The main disadvantage of vacuum dehydrators is their cost and comparatively low flow rate. Because of the cost, many companies chose to rent dehydrators on an “as-needed” basis rather than purchase them.
The main advantage of vacuum dehydrators is that they offer the ability to remove moisture to very low levels. The greater the volume of oil and water, and the lower the target moisture level, the more cost-effective vacuum separation becomes.
An alternative technology to vacuum dehydration is dehydration by air stripping (Figure 4), a process that removes water as well as gaseous contaminants in the oil. Not only does it remove free and emulsified water, but also dissolved water down to less than 100 ppm.
Figure 4. Air Stripping Dehydrator
Because of its ability to degas, it is also suitable for removing hydrocarbons in seal oil systems. Air stripping works by drawing air or nitrogen gas into a stream of heated oil, which mixes in and absorbs the water and gasses within the oil. The oil/air is then expanded to release the air or nitrogen, which takes the impurities with it. Generally, the water removed will be of a reasonable quality, sufficient to allow it to be drained off in the normal network without special disposal requirements.

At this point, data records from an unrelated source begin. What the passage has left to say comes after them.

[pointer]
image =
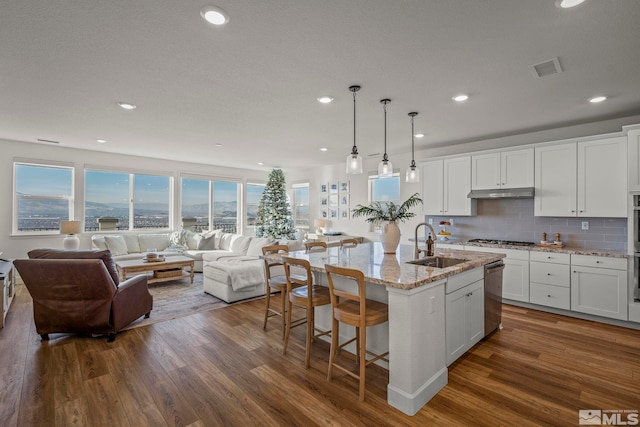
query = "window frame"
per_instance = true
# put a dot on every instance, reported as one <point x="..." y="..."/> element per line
<point x="247" y="204"/>
<point x="132" y="196"/>
<point x="70" y="199"/>
<point x="294" y="187"/>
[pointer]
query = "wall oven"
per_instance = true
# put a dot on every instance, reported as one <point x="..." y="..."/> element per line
<point x="636" y="247"/>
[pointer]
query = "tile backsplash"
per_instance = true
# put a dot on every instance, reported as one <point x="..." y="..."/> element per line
<point x="513" y="219"/>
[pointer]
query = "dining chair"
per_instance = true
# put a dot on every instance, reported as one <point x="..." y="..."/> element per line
<point x="315" y="246"/>
<point x="348" y="243"/>
<point x="304" y="294"/>
<point x="356" y="310"/>
<point x="276" y="283"/>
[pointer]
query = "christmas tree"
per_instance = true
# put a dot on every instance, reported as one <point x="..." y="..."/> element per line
<point x="274" y="217"/>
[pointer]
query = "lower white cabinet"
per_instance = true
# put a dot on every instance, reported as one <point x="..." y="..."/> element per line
<point x="599" y="286"/>
<point x="464" y="314"/>
<point x="550" y="280"/>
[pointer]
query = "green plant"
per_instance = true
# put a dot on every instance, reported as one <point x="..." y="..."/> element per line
<point x="378" y="212"/>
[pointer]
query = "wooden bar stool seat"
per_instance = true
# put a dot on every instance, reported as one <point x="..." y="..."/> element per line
<point x="276" y="283"/>
<point x="306" y="295"/>
<point x="348" y="243"/>
<point x="358" y="311"/>
<point x="315" y="246"/>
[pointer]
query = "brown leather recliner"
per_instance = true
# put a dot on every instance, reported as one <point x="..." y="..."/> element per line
<point x="79" y="292"/>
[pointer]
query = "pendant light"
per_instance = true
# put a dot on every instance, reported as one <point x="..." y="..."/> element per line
<point x="413" y="173"/>
<point x="385" y="168"/>
<point x="354" y="160"/>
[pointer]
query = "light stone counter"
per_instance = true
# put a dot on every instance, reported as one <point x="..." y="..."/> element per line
<point x="393" y="270"/>
<point x="564" y="250"/>
<point x="415" y="294"/>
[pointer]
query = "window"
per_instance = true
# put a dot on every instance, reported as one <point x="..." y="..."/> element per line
<point x="43" y="197"/>
<point x="132" y="201"/>
<point x="384" y="189"/>
<point x="211" y="202"/>
<point x="301" y="205"/>
<point x="254" y="194"/>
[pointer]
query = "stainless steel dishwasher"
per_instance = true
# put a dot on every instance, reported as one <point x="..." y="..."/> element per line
<point x="493" y="296"/>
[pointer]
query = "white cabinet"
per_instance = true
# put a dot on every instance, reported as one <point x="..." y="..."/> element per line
<point x="633" y="140"/>
<point x="506" y="169"/>
<point x="555" y="180"/>
<point x="599" y="286"/>
<point x="586" y="179"/>
<point x="550" y="280"/>
<point x="445" y="187"/>
<point x="464" y="314"/>
<point x="515" y="277"/>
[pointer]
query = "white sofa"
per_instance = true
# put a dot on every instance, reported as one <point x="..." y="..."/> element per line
<point x="230" y="263"/>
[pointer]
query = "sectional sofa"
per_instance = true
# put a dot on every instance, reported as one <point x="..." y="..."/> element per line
<point x="230" y="263"/>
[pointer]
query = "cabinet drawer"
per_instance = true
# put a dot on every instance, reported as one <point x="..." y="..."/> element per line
<point x="599" y="262"/>
<point x="550" y="296"/>
<point x="554" y="257"/>
<point x="550" y="274"/>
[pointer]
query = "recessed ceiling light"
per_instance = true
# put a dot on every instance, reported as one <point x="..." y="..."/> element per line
<point x="325" y="99"/>
<point x="214" y="15"/>
<point x="565" y="4"/>
<point x="127" y="106"/>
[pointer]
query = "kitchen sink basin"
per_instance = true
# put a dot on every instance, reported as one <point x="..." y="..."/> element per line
<point x="437" y="261"/>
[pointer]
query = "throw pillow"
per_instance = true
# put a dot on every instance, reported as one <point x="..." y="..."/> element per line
<point x="116" y="245"/>
<point x="225" y="241"/>
<point x="206" y="242"/>
<point x="240" y="244"/>
<point x="256" y="245"/>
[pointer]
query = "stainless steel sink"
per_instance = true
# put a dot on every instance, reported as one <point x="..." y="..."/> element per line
<point x="437" y="261"/>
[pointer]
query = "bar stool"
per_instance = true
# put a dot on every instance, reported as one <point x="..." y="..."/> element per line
<point x="307" y="296"/>
<point x="358" y="311"/>
<point x="275" y="283"/>
<point x="315" y="246"/>
<point x="348" y="243"/>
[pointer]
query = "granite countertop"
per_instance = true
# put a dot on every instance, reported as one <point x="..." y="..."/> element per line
<point x="564" y="250"/>
<point x="392" y="269"/>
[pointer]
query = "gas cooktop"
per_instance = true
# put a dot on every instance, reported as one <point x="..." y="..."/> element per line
<point x="502" y="242"/>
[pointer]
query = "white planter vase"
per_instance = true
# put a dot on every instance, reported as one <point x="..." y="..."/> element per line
<point x="390" y="237"/>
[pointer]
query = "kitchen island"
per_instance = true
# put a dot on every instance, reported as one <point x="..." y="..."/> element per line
<point x="415" y="333"/>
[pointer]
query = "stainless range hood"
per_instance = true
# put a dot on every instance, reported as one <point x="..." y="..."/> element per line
<point x="500" y="193"/>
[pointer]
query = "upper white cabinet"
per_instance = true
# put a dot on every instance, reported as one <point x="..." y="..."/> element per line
<point x="587" y="179"/>
<point x="506" y="169"/>
<point x="446" y="184"/>
<point x="634" y="159"/>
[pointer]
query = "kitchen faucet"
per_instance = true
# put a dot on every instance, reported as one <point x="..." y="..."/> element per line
<point x="417" y="250"/>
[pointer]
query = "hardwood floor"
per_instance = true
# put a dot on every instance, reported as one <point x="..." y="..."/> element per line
<point x="221" y="368"/>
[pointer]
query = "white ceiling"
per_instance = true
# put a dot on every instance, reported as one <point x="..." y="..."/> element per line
<point x="252" y="84"/>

The exhaust air and gasses are also controlled to minimize the oil vapor released.
Just like vacuum dehydrators, cost is an issue with air stripping. However, its advantage is that it costs less to maintain than a typical vacuum dehydrator because it has fewer moving parts. The fact that it can also remove other gaseous impurities, as well as dissolved water, makes air stripping technology an effective alternative to vacuum dehydration.

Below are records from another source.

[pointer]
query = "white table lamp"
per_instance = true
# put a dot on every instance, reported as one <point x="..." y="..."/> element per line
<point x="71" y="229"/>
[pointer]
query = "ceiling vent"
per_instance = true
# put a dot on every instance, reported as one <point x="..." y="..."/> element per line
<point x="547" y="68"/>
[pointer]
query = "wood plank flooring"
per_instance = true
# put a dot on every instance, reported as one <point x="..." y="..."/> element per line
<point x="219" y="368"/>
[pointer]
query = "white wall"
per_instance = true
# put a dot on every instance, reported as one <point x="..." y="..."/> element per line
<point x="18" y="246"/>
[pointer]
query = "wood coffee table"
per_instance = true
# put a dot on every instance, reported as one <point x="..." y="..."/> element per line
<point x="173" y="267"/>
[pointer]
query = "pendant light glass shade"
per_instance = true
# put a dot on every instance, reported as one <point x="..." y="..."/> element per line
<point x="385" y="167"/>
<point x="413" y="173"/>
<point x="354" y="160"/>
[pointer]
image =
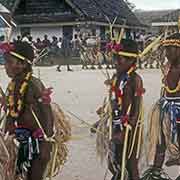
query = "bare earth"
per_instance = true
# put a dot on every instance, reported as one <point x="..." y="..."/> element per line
<point x="81" y="92"/>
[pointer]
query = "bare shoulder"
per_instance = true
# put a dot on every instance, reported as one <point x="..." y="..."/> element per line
<point x="37" y="83"/>
<point x="35" y="88"/>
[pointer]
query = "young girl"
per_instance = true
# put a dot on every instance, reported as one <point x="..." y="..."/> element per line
<point x="29" y="114"/>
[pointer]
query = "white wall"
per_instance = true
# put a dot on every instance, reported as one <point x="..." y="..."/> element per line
<point x="98" y="31"/>
<point x="39" y="32"/>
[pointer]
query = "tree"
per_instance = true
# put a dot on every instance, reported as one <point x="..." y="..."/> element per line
<point x="130" y="4"/>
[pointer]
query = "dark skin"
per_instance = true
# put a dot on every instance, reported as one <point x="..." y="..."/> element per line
<point x="15" y="69"/>
<point x="122" y="65"/>
<point x="171" y="80"/>
<point x="173" y="76"/>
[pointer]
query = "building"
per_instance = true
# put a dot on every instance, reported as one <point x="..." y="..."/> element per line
<point x="159" y="20"/>
<point x="67" y="17"/>
<point x="167" y="22"/>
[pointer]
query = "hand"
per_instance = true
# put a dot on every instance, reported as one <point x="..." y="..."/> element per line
<point x="46" y="99"/>
<point x="107" y="82"/>
<point x="99" y="110"/>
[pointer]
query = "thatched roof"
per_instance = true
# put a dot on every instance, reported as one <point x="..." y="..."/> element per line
<point x="51" y="11"/>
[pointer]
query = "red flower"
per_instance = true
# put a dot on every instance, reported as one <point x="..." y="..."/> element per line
<point x="6" y="47"/>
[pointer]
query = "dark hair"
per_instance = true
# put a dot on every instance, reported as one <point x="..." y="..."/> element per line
<point x="25" y="49"/>
<point x="174" y="36"/>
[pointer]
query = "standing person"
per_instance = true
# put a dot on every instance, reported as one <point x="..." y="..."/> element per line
<point x="66" y="50"/>
<point x="164" y="128"/>
<point x="125" y="96"/>
<point x="46" y="42"/>
<point x="25" y="95"/>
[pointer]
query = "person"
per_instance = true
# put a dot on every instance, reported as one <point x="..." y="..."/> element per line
<point x="26" y="95"/>
<point x="66" y="52"/>
<point x="126" y="91"/>
<point x="164" y="128"/>
<point x="46" y="42"/>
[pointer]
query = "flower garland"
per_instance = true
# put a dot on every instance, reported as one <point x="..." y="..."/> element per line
<point x="119" y="93"/>
<point x="15" y="108"/>
<point x="172" y="91"/>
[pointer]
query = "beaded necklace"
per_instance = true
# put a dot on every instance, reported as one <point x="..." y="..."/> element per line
<point x="15" y="108"/>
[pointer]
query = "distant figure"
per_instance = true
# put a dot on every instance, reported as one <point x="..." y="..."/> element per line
<point x="59" y="44"/>
<point x="38" y="44"/>
<point x="66" y="52"/>
<point x="46" y="42"/>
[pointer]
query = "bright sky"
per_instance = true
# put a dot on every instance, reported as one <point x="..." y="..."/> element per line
<point x="156" y="4"/>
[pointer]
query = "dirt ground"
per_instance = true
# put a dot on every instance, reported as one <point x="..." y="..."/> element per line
<point x="81" y="92"/>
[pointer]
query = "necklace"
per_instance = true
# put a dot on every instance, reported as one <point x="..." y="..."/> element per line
<point x="15" y="108"/>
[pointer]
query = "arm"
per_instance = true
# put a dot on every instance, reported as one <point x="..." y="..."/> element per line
<point x="42" y="107"/>
<point x="133" y="97"/>
<point x="136" y="101"/>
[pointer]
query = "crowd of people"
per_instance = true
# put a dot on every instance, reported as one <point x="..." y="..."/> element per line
<point x="89" y="49"/>
<point x="30" y="118"/>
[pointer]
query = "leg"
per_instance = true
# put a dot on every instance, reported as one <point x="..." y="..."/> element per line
<point x="132" y="168"/>
<point x="160" y="153"/>
<point x="39" y="165"/>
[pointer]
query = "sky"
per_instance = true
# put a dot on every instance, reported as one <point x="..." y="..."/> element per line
<point x="156" y="4"/>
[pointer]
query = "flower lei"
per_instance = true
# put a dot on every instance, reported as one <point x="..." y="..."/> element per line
<point x="119" y="93"/>
<point x="15" y="108"/>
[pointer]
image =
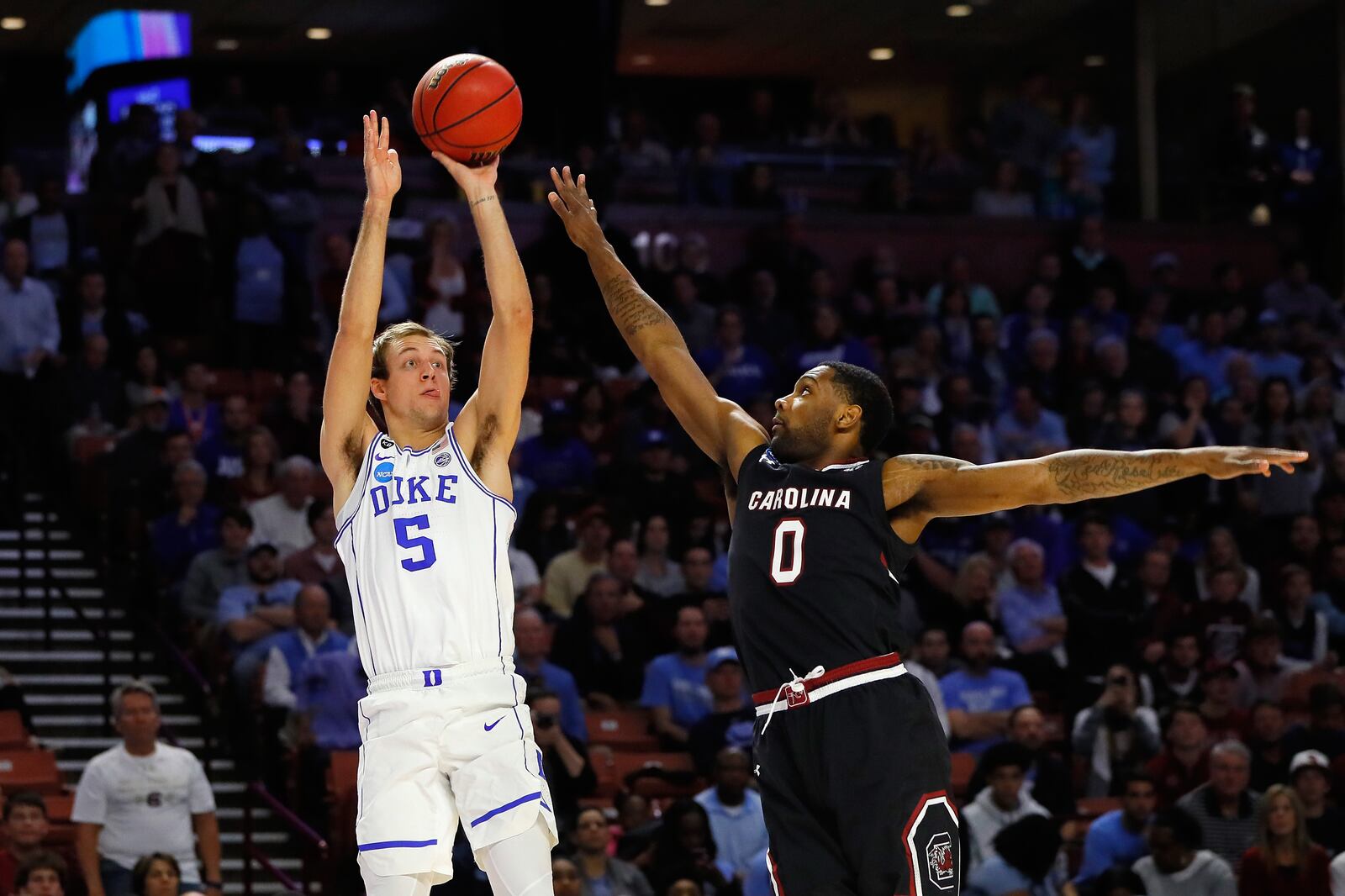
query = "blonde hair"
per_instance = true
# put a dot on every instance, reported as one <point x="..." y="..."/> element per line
<point x="1264" y="840"/>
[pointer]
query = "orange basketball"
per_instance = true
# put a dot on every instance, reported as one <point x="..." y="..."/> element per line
<point x="468" y="108"/>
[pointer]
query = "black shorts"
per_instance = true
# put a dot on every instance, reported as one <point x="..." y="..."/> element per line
<point x="854" y="788"/>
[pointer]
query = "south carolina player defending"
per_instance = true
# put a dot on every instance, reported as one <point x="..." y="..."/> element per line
<point x="853" y="762"/>
<point x="424" y="526"/>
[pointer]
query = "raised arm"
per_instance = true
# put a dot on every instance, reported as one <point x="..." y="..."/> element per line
<point x="719" y="427"/>
<point x="488" y="423"/>
<point x="919" y="488"/>
<point x="346" y="427"/>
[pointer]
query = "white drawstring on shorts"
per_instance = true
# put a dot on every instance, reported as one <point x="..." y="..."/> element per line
<point x="794" y="685"/>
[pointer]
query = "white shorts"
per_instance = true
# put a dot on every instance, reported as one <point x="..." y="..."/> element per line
<point x="440" y="747"/>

Some applications are self-cleansing because they run at elevated temperatures and consequently, water is evaporated. The combustion engine is a perfect example of a self-cleaning application. However, some settling tanks (see gravity separation) may also include heating elements to assist with water removal below the saturation point. Whether it is best practice to deliberately heat the oil briefly to drive off moisture to maintain oil health is open to debate. Allowing the water to remain in the oil is usually far more damaging than briefly heating the oil. Therefore, heater units are available as portable water removal systems. In static systems, like reservoirs, it is important to ensure that the power density of such elements remains below 5W/in2 to minimize thermal stress to the oil.

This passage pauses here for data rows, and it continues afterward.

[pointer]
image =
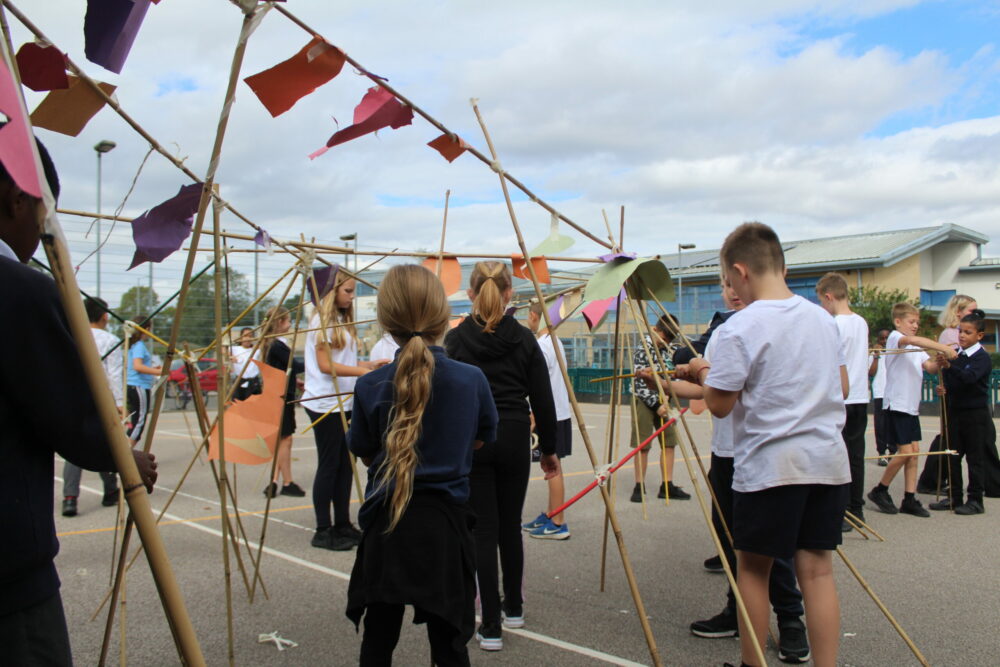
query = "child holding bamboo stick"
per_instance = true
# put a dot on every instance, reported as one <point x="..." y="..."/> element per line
<point x="416" y="424"/>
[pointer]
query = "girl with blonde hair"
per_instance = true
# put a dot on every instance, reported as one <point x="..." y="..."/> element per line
<point x="416" y="424"/>
<point x="332" y="367"/>
<point x="512" y="361"/>
<point x="276" y="353"/>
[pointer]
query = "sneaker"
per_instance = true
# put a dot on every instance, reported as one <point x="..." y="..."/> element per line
<point x="539" y="520"/>
<point x="943" y="504"/>
<point x="637" y="494"/>
<point x="550" y="531"/>
<point x="327" y="539"/>
<point x="489" y="637"/>
<point x="348" y="532"/>
<point x="882" y="500"/>
<point x="970" y="508"/>
<point x="913" y="506"/>
<point x="677" y="493"/>
<point x="721" y="625"/>
<point x="793" y="647"/>
<point x="292" y="489"/>
<point x="69" y="506"/>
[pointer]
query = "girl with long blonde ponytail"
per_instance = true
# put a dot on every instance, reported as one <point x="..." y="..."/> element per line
<point x="415" y="425"/>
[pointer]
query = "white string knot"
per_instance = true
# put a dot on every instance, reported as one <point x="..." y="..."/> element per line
<point x="277" y="639"/>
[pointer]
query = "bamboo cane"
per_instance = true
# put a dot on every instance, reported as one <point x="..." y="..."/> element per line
<point x="560" y="359"/>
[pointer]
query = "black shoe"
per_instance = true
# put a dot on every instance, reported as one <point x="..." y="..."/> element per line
<point x="882" y="500"/>
<point x="637" y="494"/>
<point x="348" y="532"/>
<point x="970" y="508"/>
<point x="677" y="493"/>
<point x="292" y="489"/>
<point x="943" y="504"/>
<point x="913" y="506"/>
<point x="327" y="539"/>
<point x="793" y="647"/>
<point x="721" y="625"/>
<point x="69" y="506"/>
<point x="713" y="564"/>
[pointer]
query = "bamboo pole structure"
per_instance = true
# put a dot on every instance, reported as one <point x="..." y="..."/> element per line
<point x="581" y="424"/>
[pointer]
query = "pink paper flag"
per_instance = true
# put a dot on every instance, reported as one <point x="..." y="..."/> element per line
<point x="378" y="108"/>
<point x="16" y="150"/>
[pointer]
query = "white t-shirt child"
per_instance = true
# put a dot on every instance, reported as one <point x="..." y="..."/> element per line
<point x="787" y="422"/>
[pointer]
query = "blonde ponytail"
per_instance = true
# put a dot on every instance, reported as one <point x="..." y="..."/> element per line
<point x="413" y="308"/>
<point x="489" y="280"/>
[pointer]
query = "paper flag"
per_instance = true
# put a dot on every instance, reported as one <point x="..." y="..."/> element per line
<point x="109" y="30"/>
<point x="451" y="273"/>
<point x="378" y="108"/>
<point x="42" y="67"/>
<point x="449" y="148"/>
<point x="16" y="150"/>
<point x="68" y="111"/>
<point x="555" y="243"/>
<point x="251" y="426"/>
<point x="520" y="268"/>
<point x="280" y="87"/>
<point x="162" y="229"/>
<point x="325" y="279"/>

The downside to heating oil is that it must be controlled, particularly with mineral oils, to avoid harm. However, the relative cost is less than the centrifugal or vacuum separation technologies, making this an effective water removing tool in certain circumstances. The decision about which main water removal technology is best will predominantly be based on the volume of oil and the water to be treated. The decision will be further impacted by the need to reach a target moisture level. If target moisture levels are well below the saturation limit, then more complex and expensive methods will be required as necessary if large quantities of free and emulsified water are to be removed.